「旧陸軍の火薬工場 荒尾二造分析室跡:刻まれた接収の歴史:番号や範囲示す横線発見 市民団体「貴重な戦争遺跡」」『熊日新聞』09/1/14

 荒尾市の県立荒尾高に残る旧日本陸軍の火薬工場関連施設跡から、敗戦時に連合国軍が各施設を接収する際に書いたとみられる番号などが見つかった。戦争遺跡を残す活動をしている市民グループは「敗戦時の接収状況が分かるものは全国的に珍しい」と注目している。

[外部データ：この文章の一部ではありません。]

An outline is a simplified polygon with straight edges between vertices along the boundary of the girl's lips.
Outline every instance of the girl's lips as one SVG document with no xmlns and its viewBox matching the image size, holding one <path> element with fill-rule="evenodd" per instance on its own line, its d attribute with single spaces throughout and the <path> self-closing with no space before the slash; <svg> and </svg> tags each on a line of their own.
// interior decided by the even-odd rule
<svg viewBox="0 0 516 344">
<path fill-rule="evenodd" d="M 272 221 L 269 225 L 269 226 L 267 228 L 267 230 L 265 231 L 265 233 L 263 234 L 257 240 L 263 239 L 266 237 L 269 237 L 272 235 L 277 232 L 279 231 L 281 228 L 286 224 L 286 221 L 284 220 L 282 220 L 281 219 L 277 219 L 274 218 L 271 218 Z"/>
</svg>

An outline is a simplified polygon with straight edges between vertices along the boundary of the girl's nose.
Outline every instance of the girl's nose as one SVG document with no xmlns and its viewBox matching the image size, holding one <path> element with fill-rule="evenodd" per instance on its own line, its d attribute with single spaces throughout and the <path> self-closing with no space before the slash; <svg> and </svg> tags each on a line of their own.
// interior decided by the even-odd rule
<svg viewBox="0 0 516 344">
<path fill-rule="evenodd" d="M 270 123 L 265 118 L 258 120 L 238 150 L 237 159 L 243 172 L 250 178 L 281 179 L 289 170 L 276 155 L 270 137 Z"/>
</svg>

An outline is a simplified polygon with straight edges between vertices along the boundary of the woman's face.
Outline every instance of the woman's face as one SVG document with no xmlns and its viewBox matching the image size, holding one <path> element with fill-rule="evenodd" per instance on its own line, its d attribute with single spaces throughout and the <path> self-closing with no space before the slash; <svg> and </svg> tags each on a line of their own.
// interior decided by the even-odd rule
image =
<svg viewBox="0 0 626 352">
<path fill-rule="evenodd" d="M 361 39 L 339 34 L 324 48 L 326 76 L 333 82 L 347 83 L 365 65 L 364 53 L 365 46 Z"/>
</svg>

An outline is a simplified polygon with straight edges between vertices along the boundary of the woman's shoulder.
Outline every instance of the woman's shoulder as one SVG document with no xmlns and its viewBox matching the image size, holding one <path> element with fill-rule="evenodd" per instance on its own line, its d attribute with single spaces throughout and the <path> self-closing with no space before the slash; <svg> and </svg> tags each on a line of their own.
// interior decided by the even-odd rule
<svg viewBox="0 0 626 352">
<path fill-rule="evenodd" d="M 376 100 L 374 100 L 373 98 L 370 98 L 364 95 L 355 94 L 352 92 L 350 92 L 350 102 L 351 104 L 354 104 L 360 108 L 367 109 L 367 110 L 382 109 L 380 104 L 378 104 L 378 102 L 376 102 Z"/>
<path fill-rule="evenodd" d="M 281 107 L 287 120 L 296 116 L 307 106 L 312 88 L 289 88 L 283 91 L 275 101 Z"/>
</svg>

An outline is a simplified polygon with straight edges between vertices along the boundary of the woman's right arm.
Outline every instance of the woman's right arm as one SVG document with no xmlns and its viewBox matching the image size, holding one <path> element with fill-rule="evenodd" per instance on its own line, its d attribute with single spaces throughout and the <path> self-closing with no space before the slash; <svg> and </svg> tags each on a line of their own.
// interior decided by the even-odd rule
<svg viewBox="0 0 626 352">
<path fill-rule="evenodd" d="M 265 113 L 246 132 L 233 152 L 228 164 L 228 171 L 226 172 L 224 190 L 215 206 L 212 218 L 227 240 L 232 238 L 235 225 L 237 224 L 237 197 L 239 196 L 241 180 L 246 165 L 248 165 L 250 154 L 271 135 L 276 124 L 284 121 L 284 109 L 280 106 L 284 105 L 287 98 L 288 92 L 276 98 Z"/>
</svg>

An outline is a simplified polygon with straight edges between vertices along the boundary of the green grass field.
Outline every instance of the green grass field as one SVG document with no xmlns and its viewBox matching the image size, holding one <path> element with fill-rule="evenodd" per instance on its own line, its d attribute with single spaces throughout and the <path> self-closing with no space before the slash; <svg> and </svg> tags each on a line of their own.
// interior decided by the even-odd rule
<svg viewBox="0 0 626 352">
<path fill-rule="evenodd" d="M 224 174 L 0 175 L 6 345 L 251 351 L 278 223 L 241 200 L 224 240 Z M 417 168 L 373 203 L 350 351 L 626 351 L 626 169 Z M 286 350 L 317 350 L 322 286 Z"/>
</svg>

 市内にあった火薬工場の東京第二陸軍造兵廠荒尾製造所(荒尾二造)は百万坪の敷地があり、終戦まで石炭を原料とした黄色火薬などを製造。生産量は全国の二-三割を占めていたという。
 荒尾高には、できた火薬の検査などを行う検査掛分析室跡(約六百平方メートル)が残り、現在は部室棟として利用されている。
 接収番号は部室棟の改修工事中に見つかった。外壁のモルタルをはがしたところ、白色石灰で書かれた「222」という番号と、建物の角など四カ所には接収範囲を示すとみられる「横線」が現れた。同様の番号は、荒尾二造関連施設の変電所跡や火薬庫跡でも確認されている。
 市民グループ「玉名荒尾の戦争遺跡をつたえるネットワーク」は、貴重な戦争遺跡として分析室跡の文化財登録を目指し、県建築士会あらたま支部とともに敗戦時の図面作りにも取り組んでいる。
 ネットワーク事務局の高谷和生さん(54)は「全国に残る軍需工場跡の中で、接収状況が分かるものは希少。荒尾二造は県内唯一の軍直営工場でもあり、多くに人に知ってほしい」と語る。
 今回見つかった番号と横線は、密閉した上でモルタルが再塗装されることになっているが、ネットワークは原寸大パネルと説明板を設置するなど有効活用を求めており、県教委文化財課は「今後、きちんと調査し、価値付けをした上で検討したいとしている。
                          (宮崎祥一郎)

 荒尾高校の部室棟はすごいな。軍需工場の施設を転用しているとか、面白すぎ。肝試しとか楽しそうや。
 しかし、マーキングが60年以上も残っているのがすごい。